Trump accused of delaying tax suit

D.A.: President using tactic to shield from criminal inquiry

The Manhattan, N.Y., district attorney's office accused President Donald Trump on Thursday of purposely dragging out a court battle over a subpoena seeking eight years of his tax returns in an attempt to effectively shield himself from criminal investigation.

Carey R. Dunne, a lawyer for the prosecutor's office, told a federal judge that the longer the president disputes the subpoena, the higher the chance that the statute of limitations would expire for any possible crime that may have been committed.

The office is seeking the president's personal tax returns and those of his family business, the Trump Organization, as part of an investigation into hush-money payments made in the runup to the 2016 election. The president has been fighting the subpoena for nearly a year.

"What the president's lawyers are seeking here is delay," Dunne said. "I think that's the entire strategy here.

"Let's not let delay kill this case," he added.

The prosecutor's assertion came during a virtual court hearing held before the federal judge, Victor Marrero, in Manhattan, N.Y. Trump's lawyers did not respond directly to the accusation in court and did not immediately respond to requests for comment.

The district attorney, Cyrus R. Vance Jr., a Democrat, issued the subpoena to Trump's accounting firm, Mazars USA, in August.

Trump initially fought the subpoena last year with the argument that a sitting president was immune from a state criminal investigation. Marrero oversaw that case and ruled against the president, and his decision was upheld by an appeals court.

The case went to the Supreme Court, which last week also rejected the president's argument. Still, the high court left open the possibility that Trump could raise new objections to the subpoena.

The case was sent back to Marrero, who called for the hearing this week so that both sides could outline their positions.

At the hearing, a lawyer for the president, William S. Consovoy, made it clear that Trump was likely to raise challenges to the scope of the subpoena, which Consovoy characterized as "widely overbroad," and to raise the question of whether there was a political motivation in issuing it.

After the Supreme Court ruling was handed down last week, the White House press secretary, Kayleigh McEnany, called the subpoena "frivolous and politically motivated."

Consovoy also said the president should be able to learn more about the district attorney's investigation, which largely has been kept secret, and that it was unfair for him to have to challenge a subpoena without having access to "at least some information about its nature and scope."

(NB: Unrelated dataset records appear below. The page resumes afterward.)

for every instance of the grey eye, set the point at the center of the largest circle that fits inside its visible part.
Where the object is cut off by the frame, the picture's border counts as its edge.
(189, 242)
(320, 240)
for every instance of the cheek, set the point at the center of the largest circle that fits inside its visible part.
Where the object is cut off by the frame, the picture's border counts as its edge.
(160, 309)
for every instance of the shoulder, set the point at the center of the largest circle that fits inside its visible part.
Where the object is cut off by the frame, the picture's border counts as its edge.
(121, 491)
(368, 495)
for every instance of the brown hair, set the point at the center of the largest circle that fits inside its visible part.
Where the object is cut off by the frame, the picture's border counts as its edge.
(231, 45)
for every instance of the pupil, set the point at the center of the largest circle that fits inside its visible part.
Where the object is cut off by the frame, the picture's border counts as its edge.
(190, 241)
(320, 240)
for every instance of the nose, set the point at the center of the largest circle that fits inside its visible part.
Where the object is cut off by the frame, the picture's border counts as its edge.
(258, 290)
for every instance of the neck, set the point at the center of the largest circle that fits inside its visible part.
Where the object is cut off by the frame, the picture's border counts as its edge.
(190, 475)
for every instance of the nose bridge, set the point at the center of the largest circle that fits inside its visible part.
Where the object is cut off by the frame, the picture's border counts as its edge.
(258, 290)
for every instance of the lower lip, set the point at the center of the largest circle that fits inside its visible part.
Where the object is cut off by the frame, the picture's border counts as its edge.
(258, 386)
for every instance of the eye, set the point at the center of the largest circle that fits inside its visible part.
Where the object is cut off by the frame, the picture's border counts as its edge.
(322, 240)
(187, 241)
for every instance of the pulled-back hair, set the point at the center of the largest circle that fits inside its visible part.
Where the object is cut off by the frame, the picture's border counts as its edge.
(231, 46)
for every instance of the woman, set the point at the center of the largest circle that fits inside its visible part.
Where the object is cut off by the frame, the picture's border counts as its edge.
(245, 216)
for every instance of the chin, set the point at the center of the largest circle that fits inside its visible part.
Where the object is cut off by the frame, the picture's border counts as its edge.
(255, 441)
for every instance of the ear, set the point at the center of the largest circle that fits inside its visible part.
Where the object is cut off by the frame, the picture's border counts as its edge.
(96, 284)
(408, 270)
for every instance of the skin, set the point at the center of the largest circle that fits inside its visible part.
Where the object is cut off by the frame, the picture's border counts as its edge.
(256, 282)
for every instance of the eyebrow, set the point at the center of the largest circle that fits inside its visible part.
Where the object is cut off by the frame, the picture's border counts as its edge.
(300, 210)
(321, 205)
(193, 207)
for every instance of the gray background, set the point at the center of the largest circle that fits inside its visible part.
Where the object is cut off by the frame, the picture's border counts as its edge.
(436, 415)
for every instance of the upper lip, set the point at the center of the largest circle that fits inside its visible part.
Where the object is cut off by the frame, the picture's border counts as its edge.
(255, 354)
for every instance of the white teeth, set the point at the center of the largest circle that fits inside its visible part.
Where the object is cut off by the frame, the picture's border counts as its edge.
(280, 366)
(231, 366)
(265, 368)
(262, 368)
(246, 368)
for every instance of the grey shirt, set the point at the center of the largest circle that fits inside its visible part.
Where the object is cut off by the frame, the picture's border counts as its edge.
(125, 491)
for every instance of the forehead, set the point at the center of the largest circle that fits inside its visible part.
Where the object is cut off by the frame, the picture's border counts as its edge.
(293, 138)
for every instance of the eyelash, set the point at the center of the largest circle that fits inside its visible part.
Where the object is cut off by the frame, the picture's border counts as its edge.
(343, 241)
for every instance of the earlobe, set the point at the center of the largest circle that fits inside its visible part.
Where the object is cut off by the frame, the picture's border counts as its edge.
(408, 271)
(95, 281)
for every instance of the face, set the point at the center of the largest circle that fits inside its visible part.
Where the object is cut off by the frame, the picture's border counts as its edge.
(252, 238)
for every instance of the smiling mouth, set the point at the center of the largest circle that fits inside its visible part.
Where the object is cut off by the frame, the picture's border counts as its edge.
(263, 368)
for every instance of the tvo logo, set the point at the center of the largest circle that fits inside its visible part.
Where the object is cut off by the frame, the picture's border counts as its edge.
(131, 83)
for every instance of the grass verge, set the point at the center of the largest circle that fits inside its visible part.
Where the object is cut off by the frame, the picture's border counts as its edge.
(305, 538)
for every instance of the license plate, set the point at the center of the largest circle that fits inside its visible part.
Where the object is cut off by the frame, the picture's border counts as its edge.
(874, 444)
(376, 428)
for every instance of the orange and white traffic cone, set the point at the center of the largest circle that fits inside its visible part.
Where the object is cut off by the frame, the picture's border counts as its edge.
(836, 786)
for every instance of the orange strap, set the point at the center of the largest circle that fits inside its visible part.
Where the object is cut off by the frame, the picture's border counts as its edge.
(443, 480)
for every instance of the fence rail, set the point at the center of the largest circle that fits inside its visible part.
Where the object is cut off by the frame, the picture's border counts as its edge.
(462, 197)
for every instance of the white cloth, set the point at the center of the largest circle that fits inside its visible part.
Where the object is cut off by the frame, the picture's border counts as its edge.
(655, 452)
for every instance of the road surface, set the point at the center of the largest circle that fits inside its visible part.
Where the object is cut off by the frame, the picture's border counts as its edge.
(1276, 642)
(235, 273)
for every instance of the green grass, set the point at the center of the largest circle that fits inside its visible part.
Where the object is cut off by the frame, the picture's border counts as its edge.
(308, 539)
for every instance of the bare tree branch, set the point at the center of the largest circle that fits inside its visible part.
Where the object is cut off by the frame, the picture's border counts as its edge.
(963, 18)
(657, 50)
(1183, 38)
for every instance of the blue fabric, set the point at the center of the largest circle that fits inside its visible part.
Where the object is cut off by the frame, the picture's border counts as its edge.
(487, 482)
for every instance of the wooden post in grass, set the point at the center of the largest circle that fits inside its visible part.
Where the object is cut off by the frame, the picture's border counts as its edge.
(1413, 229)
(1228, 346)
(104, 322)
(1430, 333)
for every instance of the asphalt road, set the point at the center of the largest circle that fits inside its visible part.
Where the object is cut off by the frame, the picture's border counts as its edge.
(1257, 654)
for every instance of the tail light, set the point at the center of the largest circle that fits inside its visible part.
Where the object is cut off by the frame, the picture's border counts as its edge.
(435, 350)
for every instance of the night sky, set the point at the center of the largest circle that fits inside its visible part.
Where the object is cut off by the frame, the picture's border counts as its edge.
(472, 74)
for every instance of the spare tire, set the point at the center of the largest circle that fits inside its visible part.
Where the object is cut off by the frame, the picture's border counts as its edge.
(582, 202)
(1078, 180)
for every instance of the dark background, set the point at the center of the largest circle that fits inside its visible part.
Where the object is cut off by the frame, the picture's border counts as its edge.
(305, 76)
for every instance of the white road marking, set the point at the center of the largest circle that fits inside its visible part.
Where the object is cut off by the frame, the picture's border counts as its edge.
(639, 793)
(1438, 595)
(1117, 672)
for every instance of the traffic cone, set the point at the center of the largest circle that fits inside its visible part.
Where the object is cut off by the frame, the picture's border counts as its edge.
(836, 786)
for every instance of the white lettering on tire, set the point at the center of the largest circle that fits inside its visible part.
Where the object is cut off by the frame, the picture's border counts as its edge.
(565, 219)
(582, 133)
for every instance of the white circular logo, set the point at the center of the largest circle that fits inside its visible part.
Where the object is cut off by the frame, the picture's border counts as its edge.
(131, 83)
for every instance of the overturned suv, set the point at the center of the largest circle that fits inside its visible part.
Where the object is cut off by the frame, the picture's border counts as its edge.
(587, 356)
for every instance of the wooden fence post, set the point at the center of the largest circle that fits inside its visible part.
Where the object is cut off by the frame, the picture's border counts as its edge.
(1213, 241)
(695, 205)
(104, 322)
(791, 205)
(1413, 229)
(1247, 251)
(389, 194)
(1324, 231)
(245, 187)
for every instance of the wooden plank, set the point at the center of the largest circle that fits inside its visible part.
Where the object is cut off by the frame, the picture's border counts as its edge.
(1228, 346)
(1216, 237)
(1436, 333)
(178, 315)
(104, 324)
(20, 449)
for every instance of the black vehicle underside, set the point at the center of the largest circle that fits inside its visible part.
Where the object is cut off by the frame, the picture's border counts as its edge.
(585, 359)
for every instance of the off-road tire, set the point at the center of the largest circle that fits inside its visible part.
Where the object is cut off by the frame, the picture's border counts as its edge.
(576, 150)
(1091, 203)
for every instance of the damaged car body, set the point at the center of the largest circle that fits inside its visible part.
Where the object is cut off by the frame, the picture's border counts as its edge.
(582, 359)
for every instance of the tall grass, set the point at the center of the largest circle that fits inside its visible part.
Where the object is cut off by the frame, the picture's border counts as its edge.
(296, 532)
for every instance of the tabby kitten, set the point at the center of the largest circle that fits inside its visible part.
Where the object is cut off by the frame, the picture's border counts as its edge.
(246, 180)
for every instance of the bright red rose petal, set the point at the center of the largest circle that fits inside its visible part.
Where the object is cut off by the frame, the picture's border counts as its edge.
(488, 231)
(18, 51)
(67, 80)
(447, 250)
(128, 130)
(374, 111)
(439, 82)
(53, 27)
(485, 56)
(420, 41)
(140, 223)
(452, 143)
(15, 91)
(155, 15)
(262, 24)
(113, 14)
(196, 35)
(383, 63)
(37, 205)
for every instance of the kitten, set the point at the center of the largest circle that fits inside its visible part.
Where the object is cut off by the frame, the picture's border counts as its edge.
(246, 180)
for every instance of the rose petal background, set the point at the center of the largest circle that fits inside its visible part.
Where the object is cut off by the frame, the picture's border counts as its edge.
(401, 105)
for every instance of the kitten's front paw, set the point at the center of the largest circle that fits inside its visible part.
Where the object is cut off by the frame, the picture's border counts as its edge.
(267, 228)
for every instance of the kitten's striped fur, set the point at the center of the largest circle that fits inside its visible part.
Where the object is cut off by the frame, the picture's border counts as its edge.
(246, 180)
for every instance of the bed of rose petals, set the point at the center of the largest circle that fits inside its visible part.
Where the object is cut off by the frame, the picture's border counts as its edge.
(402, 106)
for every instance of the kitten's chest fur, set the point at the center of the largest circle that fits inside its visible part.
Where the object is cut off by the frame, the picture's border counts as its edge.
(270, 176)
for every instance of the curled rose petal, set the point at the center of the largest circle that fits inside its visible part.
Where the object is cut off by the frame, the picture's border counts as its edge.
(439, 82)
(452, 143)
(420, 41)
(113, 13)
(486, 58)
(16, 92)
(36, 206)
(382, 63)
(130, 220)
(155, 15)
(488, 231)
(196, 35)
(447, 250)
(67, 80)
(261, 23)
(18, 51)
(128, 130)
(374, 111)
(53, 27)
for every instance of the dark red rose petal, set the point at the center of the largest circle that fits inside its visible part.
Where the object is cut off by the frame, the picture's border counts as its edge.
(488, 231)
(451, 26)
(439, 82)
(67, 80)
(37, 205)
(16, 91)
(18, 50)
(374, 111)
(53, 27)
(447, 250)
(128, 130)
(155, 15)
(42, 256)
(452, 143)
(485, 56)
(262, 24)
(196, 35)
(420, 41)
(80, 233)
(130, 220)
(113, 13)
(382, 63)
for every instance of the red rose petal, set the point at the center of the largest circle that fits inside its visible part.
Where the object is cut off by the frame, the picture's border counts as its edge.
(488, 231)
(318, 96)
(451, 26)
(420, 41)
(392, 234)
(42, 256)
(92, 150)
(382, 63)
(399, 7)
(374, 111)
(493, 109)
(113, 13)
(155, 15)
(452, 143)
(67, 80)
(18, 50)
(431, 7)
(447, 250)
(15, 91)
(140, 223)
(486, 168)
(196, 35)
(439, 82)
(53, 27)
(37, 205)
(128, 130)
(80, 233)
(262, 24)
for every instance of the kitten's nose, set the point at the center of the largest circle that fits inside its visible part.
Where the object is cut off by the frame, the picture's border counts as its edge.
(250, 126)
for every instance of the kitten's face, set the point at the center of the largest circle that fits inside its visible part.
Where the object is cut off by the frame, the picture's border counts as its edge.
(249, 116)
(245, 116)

At the hearing, Marrero noted that in his ruling last year rejecting the president's claim of immunity, he also found that the district attorney was not acting in bad faith.

In arguing that the delay could prevent a grand jury from considering evidence before any statutes of limitations ran out, Dunne said that the president was effectively getting the immunity from criminal inquiry that the Supreme Court denied him. Other people and entities could also escape scrutiny, Dunne said, without elaboration.

Trump's lawyers must outline their new objections to the subpoena by July 27, and Vance can then respond.

Vance has been looking into hush-money payments that Michael D. Cohen, the president's lawyer and former fixer, made in 2016 to Stormy Daniels, an adult film actress who said she had an affair with Trump. The president has denied an affair.

Cohen later pleaded guilty to federal campaign finance violations for his role in that deal and another payment. Cohen, who is serving a three-year sentence at a federal prison in Otisville, N.Y., implicated the president, saying in court that he had acted on Trump's orders.

After federal prosecutors concluded their investigation last year, Vance's office began examining whether New York state laws had been broken when Trump and his company reimbursed Cohen. The subpoena was issued as part of that inquiry.

Even if Vance's office wins its fight for the president's records, the documents are not likely to become public in the foreseeable future. The materials would be shielded by grand jury secrecy rules and would probably emerge only if charges were later filed and the records were introduced as evidence at a trial.